Deep spending cuts split evenly between defense and domestic spending known as the sequester are set to begin kicking in Friday if lawmakers don't act to avert them. Democrats are advocating a mix of new tax revenue and alternate spending cuts as a means of avoiding the sequester. Republicans are opposed to new tax increases.

"It has become clear to me that this president, this administration, has an insatiable appetite for new revenues," said Jindal.

On Sunday, the Obama administration released a detailed summary of the
sequester's impact on all 50 states and the District. Administration officials appearing on Sunday morning news shows warned of devastating cuts to education and transportation that would take place if the sequester isn't averted.
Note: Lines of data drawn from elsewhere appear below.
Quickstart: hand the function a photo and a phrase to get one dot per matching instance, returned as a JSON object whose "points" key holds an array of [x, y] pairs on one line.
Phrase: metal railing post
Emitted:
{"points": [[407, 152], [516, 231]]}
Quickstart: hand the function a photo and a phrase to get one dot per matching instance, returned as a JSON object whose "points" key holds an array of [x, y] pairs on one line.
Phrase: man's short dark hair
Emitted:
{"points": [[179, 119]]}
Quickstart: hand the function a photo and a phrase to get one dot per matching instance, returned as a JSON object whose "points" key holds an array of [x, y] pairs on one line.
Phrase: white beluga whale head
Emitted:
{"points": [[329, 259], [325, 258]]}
Jindal said that in the president's Monday meeting with the governors, one governor raised the possibility of Obama asking Congress for more flexibility with where the cuts are made, in order to soften their blow.
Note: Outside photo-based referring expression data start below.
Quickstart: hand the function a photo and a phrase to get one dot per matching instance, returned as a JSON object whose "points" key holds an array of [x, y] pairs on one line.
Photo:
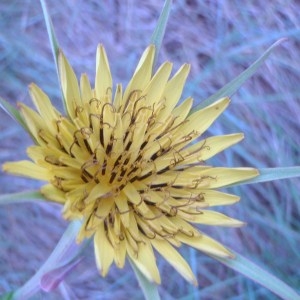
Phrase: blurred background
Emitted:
{"points": [[219, 39]]}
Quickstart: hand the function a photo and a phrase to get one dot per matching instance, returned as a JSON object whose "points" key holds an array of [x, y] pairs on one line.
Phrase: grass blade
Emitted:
{"points": [[12, 112], [62, 250], [21, 197], [270, 174], [230, 88], [259, 275], [53, 42], [51, 33], [160, 28], [149, 289]]}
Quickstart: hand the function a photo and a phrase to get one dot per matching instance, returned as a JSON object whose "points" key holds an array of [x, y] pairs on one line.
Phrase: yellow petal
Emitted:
{"points": [[99, 191], [173, 91], [142, 74], [221, 177], [120, 254], [43, 105], [205, 244], [123, 208], [207, 148], [69, 85], [174, 258], [34, 123], [118, 97], [27, 169], [202, 119], [153, 91], [103, 80], [104, 252], [208, 217], [145, 261], [53, 193], [132, 194]]}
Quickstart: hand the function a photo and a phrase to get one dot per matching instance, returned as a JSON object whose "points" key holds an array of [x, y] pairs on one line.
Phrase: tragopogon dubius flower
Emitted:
{"points": [[129, 164]]}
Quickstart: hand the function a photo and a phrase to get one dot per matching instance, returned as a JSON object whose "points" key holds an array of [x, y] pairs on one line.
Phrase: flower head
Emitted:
{"points": [[130, 164]]}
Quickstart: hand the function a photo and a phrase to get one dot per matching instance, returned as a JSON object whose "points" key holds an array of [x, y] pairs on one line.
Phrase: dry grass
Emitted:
{"points": [[219, 39]]}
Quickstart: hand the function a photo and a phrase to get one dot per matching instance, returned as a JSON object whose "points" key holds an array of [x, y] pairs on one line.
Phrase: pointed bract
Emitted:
{"points": [[131, 166]]}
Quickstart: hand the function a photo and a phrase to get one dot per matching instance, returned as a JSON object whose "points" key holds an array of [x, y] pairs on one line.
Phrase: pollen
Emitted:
{"points": [[131, 164]]}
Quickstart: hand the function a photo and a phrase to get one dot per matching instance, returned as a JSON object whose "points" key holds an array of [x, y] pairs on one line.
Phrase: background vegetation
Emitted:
{"points": [[219, 39]]}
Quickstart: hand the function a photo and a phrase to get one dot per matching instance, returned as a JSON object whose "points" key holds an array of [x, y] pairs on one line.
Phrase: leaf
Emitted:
{"points": [[65, 250], [53, 42], [149, 288], [21, 197], [159, 31], [51, 33], [259, 275], [12, 112], [230, 88], [270, 174], [7, 296]]}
"When a governor asked him about getting that additional flexibility from Congress, he didn't jump at that," said Jindal, who called such an approach an "obvious" solution. Jindal didn't say which governor raised the suggestion.
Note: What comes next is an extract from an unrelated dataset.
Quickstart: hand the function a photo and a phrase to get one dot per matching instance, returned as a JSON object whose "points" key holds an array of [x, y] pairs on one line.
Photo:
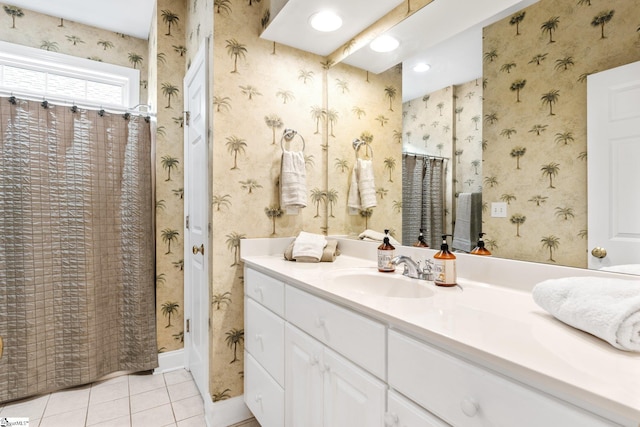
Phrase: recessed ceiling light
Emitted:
{"points": [[325, 21], [384, 44]]}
At the top of a meeting with the governors, Obama encouraged them to press lawmakers on Capitol Hill to act to avert the cuts as he reinforced his call for a mix of new tax revenue and alternate spending cuts.

"While you are in town, I hope that you speak with your congressional delegation and remind them in no uncertain terms exactly what is at stake and exactly who is at risk," Obama said.

Wisconsin Gov. and RGA Vice Chairman Scott Walker (R) and South Carolina Gov. Nikki Haley (R) appeared alongside Jindal, and echoed his criticism of the president.

Walker charged that the White House was playing politics when it released the summary of the sequester's impact on the states ahead of Monday's meeting with governors.

"I think it's pretty clear those were put out for political purposes, not to educate the governors," Walker said. "Because you have a meeting scheduled today with all the governors across America. If you were serious about having a discussion with governors about the implications, you wouldn't give it to the press before you gave to to governors."

Haley said she was frustrated by what she sees as the president's focus on new tax revenue instead over identifying parts of government spending that can be cut. "My kids could go and find 83 billion dollars out of a four-trillion-dollar budget," she said. "This is not rocket science."

Democratic governors responded  by lashing their GOP counterparts for not pressing congressional Republicans to accept a deal that includes new tax revenue.

"Republican governors like to say they're different than Republican politicians in Washington, but it's all talk," said Democratic Governors Association spokesman Danny Kanner. "They refuse to urge congressional Republicans to embrace a balanced approach or end special tax breaks for the wealthiest Americans in order to stop job-killing automatic spending cuts, demonstrating that they have no interest in a bipartisan agreement."